Government needs to consult with bus drivers if it wants to get its transport plan right
The government’s announcement of a whopping $28 billion dollars toward public transport today comes as another strike notice is issued from bus drivers.
Birkenhead drivers are the latest scheduled to take part in strike action as more bus company drivers join disputes over unfair bus driver pay and unsafe work conditions.
Around 50 drivers will strike Auckland and specifically North Shore depots.
This follows NZ Bus returning to the table and eventually coming to an arrangement with workers after its drivers took rolling strike action last week. Pavlovich drivers remain in negotiations with their employer, and bargaining is continuing next week. Members from two other companies are expected to strike in the coming weeks. It’s all part of a collective push back from union bus drivers against a wearing down of driver pay and work conditions, largely brought on by a council tendering process initiated by the previous government (the Public Transport Operating Model or PTOM).
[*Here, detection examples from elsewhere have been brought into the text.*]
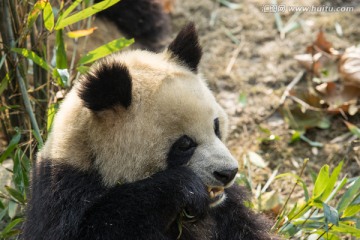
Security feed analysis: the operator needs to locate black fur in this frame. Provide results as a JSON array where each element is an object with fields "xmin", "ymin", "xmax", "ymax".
[
  {"xmin": 168, "ymin": 23, "xmax": 202, "ymax": 72},
  {"xmin": 22, "ymin": 158, "xmax": 270, "ymax": 240},
  {"xmin": 79, "ymin": 60, "xmax": 132, "ymax": 111},
  {"xmin": 95, "ymin": 0, "xmax": 170, "ymax": 51}
]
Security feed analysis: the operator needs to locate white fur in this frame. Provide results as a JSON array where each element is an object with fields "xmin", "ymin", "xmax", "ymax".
[{"xmin": 39, "ymin": 51, "xmax": 237, "ymax": 186}]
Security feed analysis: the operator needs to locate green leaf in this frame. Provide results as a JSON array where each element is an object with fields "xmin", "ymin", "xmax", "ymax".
[
  {"xmin": 0, "ymin": 208, "xmax": 8, "ymax": 220},
  {"xmin": 325, "ymin": 177, "xmax": 348, "ymax": 203},
  {"xmin": 55, "ymin": 30, "xmax": 68, "ymax": 69},
  {"xmin": 61, "ymin": 0, "xmax": 83, "ymax": 18},
  {"xmin": 27, "ymin": 0, "xmax": 46, "ymax": 29},
  {"xmin": 76, "ymin": 65, "xmax": 90, "ymax": 74},
  {"xmin": 0, "ymin": 131, "xmax": 21, "ymax": 163},
  {"xmin": 290, "ymin": 130, "xmax": 305, "ymax": 143},
  {"xmin": 238, "ymin": 92, "xmax": 247, "ymax": 107},
  {"xmin": 79, "ymin": 38, "xmax": 134, "ymax": 65},
  {"xmin": 300, "ymin": 134, "xmax": 324, "ymax": 147},
  {"xmin": 0, "ymin": 73, "xmax": 11, "ymax": 95},
  {"xmin": 55, "ymin": 0, "xmax": 120, "ymax": 30},
  {"xmin": 1, "ymin": 218, "xmax": 25, "ymax": 237},
  {"xmin": 5, "ymin": 186, "xmax": 25, "ymax": 204},
  {"xmin": 321, "ymin": 161, "xmax": 344, "ymax": 201},
  {"xmin": 56, "ymin": 68, "xmax": 70, "ymax": 87},
  {"xmin": 323, "ymin": 203, "xmax": 339, "ymax": 226},
  {"xmin": 31, "ymin": 130, "xmax": 44, "ymax": 149},
  {"xmin": 0, "ymin": 54, "xmax": 6, "ymax": 69},
  {"xmin": 337, "ymin": 177, "xmax": 360, "ymax": 212},
  {"xmin": 13, "ymin": 149, "xmax": 25, "ymax": 193},
  {"xmin": 8, "ymin": 200, "xmax": 18, "ymax": 219},
  {"xmin": 313, "ymin": 164, "xmax": 330, "ymax": 199},
  {"xmin": 341, "ymin": 204, "xmax": 360, "ymax": 218},
  {"xmin": 43, "ymin": 1, "xmax": 54, "ymax": 31},
  {"xmin": 11, "ymin": 48, "xmax": 51, "ymax": 71}
]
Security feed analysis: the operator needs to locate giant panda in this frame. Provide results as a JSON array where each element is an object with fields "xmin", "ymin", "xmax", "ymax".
[{"xmin": 22, "ymin": 23, "xmax": 272, "ymax": 240}]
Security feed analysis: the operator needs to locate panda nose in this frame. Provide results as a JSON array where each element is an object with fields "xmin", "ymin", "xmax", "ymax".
[{"xmin": 214, "ymin": 168, "xmax": 238, "ymax": 186}]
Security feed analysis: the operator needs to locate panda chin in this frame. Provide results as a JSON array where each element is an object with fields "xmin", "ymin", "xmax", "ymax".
[{"xmin": 208, "ymin": 187, "xmax": 226, "ymax": 208}]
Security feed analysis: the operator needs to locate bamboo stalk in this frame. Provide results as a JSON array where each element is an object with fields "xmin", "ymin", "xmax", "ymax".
[{"xmin": 3, "ymin": 1, "xmax": 44, "ymax": 146}]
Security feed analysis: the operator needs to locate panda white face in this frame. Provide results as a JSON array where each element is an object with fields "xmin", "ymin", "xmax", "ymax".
[{"xmin": 40, "ymin": 25, "xmax": 238, "ymax": 206}]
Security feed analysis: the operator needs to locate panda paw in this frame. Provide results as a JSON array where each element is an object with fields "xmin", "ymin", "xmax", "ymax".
[{"xmin": 162, "ymin": 167, "xmax": 210, "ymax": 218}]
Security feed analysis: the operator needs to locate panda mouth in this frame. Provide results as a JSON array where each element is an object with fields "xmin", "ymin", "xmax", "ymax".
[{"xmin": 208, "ymin": 187, "xmax": 225, "ymax": 207}]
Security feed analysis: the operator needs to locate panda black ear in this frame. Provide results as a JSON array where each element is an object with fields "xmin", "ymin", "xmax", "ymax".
[
  {"xmin": 168, "ymin": 23, "xmax": 202, "ymax": 72},
  {"xmin": 79, "ymin": 60, "xmax": 132, "ymax": 111}
]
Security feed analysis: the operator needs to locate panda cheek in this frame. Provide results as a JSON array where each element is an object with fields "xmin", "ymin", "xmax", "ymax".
[{"xmin": 167, "ymin": 147, "xmax": 196, "ymax": 168}]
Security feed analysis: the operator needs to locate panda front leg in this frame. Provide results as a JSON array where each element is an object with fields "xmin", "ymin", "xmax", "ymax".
[
  {"xmin": 77, "ymin": 167, "xmax": 209, "ymax": 240},
  {"xmin": 210, "ymin": 185, "xmax": 274, "ymax": 240}
]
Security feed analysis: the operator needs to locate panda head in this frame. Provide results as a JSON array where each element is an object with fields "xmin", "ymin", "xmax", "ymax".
[{"xmin": 40, "ymin": 24, "xmax": 238, "ymax": 205}]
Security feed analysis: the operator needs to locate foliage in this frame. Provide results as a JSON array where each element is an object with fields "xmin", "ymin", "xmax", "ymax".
[
  {"xmin": 0, "ymin": 0, "xmax": 133, "ymax": 236},
  {"xmin": 273, "ymin": 162, "xmax": 360, "ymax": 239}
]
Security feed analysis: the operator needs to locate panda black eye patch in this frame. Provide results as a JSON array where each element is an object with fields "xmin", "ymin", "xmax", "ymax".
[
  {"xmin": 167, "ymin": 135, "xmax": 197, "ymax": 167},
  {"xmin": 214, "ymin": 118, "xmax": 221, "ymax": 139}
]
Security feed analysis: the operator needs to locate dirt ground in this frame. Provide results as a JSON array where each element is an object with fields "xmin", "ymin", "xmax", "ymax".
[{"xmin": 171, "ymin": 0, "xmax": 360, "ymax": 210}]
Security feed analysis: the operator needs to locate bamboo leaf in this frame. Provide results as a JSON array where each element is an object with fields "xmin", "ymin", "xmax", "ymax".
[
  {"xmin": 8, "ymin": 200, "xmax": 18, "ymax": 219},
  {"xmin": 313, "ymin": 165, "xmax": 330, "ymax": 199},
  {"xmin": 66, "ymin": 27, "xmax": 97, "ymax": 38},
  {"xmin": 0, "ymin": 131, "xmax": 21, "ymax": 163},
  {"xmin": 43, "ymin": 1, "xmax": 54, "ymax": 31},
  {"xmin": 321, "ymin": 161, "xmax": 344, "ymax": 201},
  {"xmin": 0, "ymin": 218, "xmax": 25, "ymax": 236},
  {"xmin": 55, "ymin": 0, "xmax": 120, "ymax": 30},
  {"xmin": 0, "ymin": 73, "xmax": 11, "ymax": 95},
  {"xmin": 79, "ymin": 38, "xmax": 134, "ymax": 65},
  {"xmin": 323, "ymin": 203, "xmax": 339, "ymax": 226},
  {"xmin": 11, "ymin": 48, "xmax": 51, "ymax": 71},
  {"xmin": 337, "ymin": 177, "xmax": 360, "ymax": 212},
  {"xmin": 341, "ymin": 204, "xmax": 360, "ymax": 218},
  {"xmin": 27, "ymin": 0, "xmax": 47, "ymax": 29},
  {"xmin": 55, "ymin": 30, "xmax": 67, "ymax": 69}
]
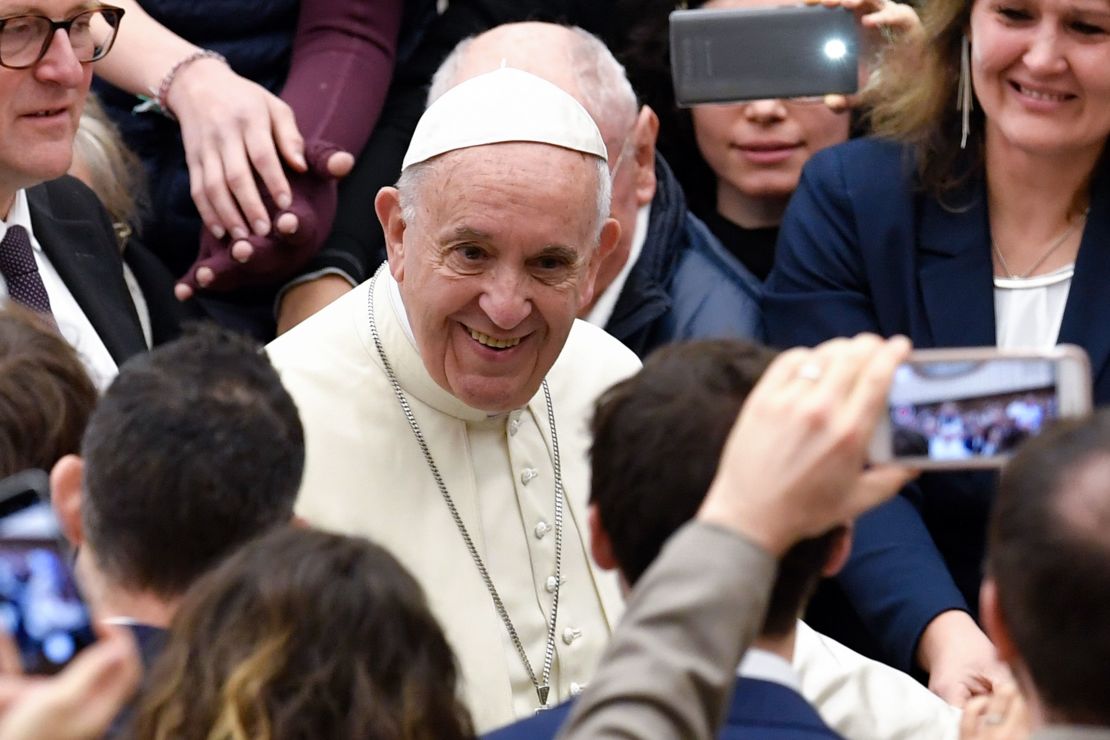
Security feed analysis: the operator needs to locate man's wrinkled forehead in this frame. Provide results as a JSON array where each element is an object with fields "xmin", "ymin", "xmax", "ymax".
[{"xmin": 402, "ymin": 68, "xmax": 607, "ymax": 170}]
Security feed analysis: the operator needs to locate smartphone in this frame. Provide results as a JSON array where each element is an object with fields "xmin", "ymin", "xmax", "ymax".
[
  {"xmin": 670, "ymin": 4, "xmax": 859, "ymax": 107},
  {"xmin": 870, "ymin": 345, "xmax": 1091, "ymax": 469},
  {"xmin": 0, "ymin": 470, "xmax": 95, "ymax": 673}
]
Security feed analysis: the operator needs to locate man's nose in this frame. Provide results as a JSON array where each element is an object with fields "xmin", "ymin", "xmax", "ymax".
[
  {"xmin": 478, "ymin": 270, "xmax": 532, "ymax": 330},
  {"xmin": 34, "ymin": 29, "xmax": 84, "ymax": 88}
]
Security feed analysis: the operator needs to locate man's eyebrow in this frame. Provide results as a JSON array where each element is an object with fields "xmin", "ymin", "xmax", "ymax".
[{"xmin": 533, "ymin": 244, "xmax": 578, "ymax": 264}]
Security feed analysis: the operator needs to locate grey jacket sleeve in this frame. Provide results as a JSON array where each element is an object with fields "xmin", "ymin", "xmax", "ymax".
[{"xmin": 558, "ymin": 521, "xmax": 777, "ymax": 740}]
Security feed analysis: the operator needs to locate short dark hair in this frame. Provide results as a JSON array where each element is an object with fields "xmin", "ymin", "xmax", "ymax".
[
  {"xmin": 133, "ymin": 527, "xmax": 474, "ymax": 740},
  {"xmin": 589, "ymin": 341, "xmax": 844, "ymax": 636},
  {"xmin": 0, "ymin": 303, "xmax": 97, "ymax": 477},
  {"xmin": 987, "ymin": 410, "xmax": 1110, "ymax": 724},
  {"xmin": 81, "ymin": 326, "xmax": 304, "ymax": 597}
]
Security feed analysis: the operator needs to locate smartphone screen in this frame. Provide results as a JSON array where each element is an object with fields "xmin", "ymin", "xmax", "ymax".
[
  {"xmin": 0, "ymin": 483, "xmax": 95, "ymax": 673},
  {"xmin": 889, "ymin": 357, "xmax": 1059, "ymax": 462}
]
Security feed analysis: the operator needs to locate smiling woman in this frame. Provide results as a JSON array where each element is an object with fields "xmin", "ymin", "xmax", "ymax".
[{"xmin": 764, "ymin": 0, "xmax": 1110, "ymax": 702}]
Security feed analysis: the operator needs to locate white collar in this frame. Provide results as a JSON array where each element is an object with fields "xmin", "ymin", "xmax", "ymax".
[
  {"xmin": 736, "ymin": 648, "xmax": 801, "ymax": 693},
  {"xmin": 0, "ymin": 189, "xmax": 42, "ymax": 252},
  {"xmin": 586, "ymin": 203, "xmax": 652, "ymax": 328}
]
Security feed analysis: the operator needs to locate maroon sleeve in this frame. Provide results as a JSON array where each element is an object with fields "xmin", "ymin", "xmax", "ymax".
[{"xmin": 182, "ymin": 0, "xmax": 404, "ymax": 292}]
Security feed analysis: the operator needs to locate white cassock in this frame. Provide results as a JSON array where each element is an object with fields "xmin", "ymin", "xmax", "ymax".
[{"xmin": 266, "ymin": 271, "xmax": 639, "ymax": 734}]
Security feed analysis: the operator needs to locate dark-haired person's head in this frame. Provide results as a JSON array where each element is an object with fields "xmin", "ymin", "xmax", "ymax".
[
  {"xmin": 589, "ymin": 341, "xmax": 848, "ymax": 637},
  {"xmin": 133, "ymin": 528, "xmax": 473, "ymax": 740},
  {"xmin": 0, "ymin": 303, "xmax": 97, "ymax": 478},
  {"xmin": 981, "ymin": 410, "xmax": 1110, "ymax": 727},
  {"xmin": 51, "ymin": 326, "xmax": 304, "ymax": 601}
]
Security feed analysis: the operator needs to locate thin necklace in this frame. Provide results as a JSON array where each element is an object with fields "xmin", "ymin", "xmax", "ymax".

Drivers want an alternative to the PTOM, and the issues that it has caused to be settled. While these include rostering and pay issues, for Birkenhead buses the negotiation focus is to stop the company bringing in a flat rate, and a slow removal of allowances as established drivers leave the company. Union members want rates that attract new drivers to the company, and allowances and conditions that help retain drivers.
FIRST Union Organiser Graham McKean says the company’s attempt to slowly erode drivers’ pay and work conditions shows a lack of understanding of what the job entails, and a lack of care for other people. He says Auckland bus drivers have had enough.
“We need requirements in place that remind companies that drivers are people too with lives outside of work, and that they are people who’re responsible for 50-60 other passengers’ wellbeing. Bus drivers earn substantially less than truck drivers yet people’s lives are vastly more valuable than commodities.”
In reference to the government’s announcement today Auckland Mayor Phil Goff says the money will be invested in improving services and creating a 21st century transport network.
Mr McKean says investing in improved services must include investing in the working people who run the service.
“If Government wants a world class transport system, world class rates and conditions should be implemented.”
He says if the Government wants to create something to be proud of, it will require consultation with workers in the transport sector.
“If they want to upgrade the transport system, the metaphorical potholes in the current working environment will need to be fixed first.”